The GAO didn't use up-to-date data, reference medical guidelines, or look at trends in which providers and payors are adopting appropriateness and accreditation criteria to address the issue of proper utilization of imaging services, making this suggestion inappropriate, according to Andrew Whitman, vice president of MITA.

"The GAO had an opportunity to look at all aspects of utilization management," he said. "They interviewed various stakeholders and did a study, but it still concluded that prior authorization is the best tool."

According to AMIC, the GAO's recommendation was built on an inadequate analysis of radiology benefit management (RBM) programs. The report did not offer any analysis of how prior authorization requirements and other physician limitations impact healthcare savings. It didn't include comment from medical professional associations, nor did it analyze what physicians have to say about their experiences with RBMs in general and prior authorizations specifically.

"Proper utilization of imaging is an important issue," said Tim Trysla, executive director of AMIC. "But instead of adopting cost limitations that will create red tape and increase inefficiencies, policymakers should work with professional medical societies to adopt appropriateness criteria."

The U.S. Department of Health and Human Services is critical of the GAO's recommendation as well, Whitman said. Much more effective is legislation that implements accreditation and appropriateness criteria policy that will address improper use of imaging without restricting imaging that's necessary.

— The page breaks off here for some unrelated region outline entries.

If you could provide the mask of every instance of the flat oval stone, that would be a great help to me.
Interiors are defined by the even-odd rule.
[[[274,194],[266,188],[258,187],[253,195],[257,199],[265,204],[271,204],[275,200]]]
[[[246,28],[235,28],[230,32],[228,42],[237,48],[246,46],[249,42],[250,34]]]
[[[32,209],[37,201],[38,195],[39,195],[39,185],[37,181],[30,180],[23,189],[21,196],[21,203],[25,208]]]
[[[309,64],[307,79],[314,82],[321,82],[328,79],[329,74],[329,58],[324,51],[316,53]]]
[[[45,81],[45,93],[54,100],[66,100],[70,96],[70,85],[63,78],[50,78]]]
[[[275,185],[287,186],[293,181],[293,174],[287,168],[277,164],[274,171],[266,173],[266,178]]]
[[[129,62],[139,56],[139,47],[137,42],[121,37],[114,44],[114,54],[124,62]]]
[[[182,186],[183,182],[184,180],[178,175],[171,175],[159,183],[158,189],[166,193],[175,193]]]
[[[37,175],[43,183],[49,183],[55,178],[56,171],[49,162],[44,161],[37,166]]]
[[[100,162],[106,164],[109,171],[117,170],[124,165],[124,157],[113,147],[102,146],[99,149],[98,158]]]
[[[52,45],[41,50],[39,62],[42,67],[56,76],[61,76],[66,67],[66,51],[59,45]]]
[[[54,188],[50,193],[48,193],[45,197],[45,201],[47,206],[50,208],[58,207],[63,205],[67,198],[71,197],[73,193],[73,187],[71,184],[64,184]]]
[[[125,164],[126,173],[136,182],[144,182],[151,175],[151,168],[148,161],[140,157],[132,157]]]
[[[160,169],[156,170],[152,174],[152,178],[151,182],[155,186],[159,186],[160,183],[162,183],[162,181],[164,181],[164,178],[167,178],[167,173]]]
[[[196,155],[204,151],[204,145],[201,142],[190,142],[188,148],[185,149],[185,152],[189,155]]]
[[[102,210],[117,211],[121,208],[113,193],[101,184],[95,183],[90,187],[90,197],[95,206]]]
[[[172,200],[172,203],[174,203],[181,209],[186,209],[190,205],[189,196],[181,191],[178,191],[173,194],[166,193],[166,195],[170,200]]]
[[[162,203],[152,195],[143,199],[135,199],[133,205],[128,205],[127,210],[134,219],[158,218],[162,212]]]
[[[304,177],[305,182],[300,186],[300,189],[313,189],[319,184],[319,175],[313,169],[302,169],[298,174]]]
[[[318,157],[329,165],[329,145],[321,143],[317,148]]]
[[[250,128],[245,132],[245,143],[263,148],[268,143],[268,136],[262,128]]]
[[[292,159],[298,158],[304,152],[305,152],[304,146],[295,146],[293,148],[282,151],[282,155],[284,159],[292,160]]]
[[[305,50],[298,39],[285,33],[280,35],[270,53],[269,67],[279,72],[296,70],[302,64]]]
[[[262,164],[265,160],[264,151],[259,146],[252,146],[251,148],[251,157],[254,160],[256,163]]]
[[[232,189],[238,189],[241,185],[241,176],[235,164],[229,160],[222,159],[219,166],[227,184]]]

Will the report affect the Medicare landscape? Probably not, Whitman said, especially with last week's passage of H.R. 6331, the Medicare Improvements for Patients and Providers Act of 2008, which includes measures to improve the appropriateness and quality of imaging services.

"Congress has acted to direct CMS to implement accreditation and appropriateness criteria programs," he said. "I don't think this report will have much impact."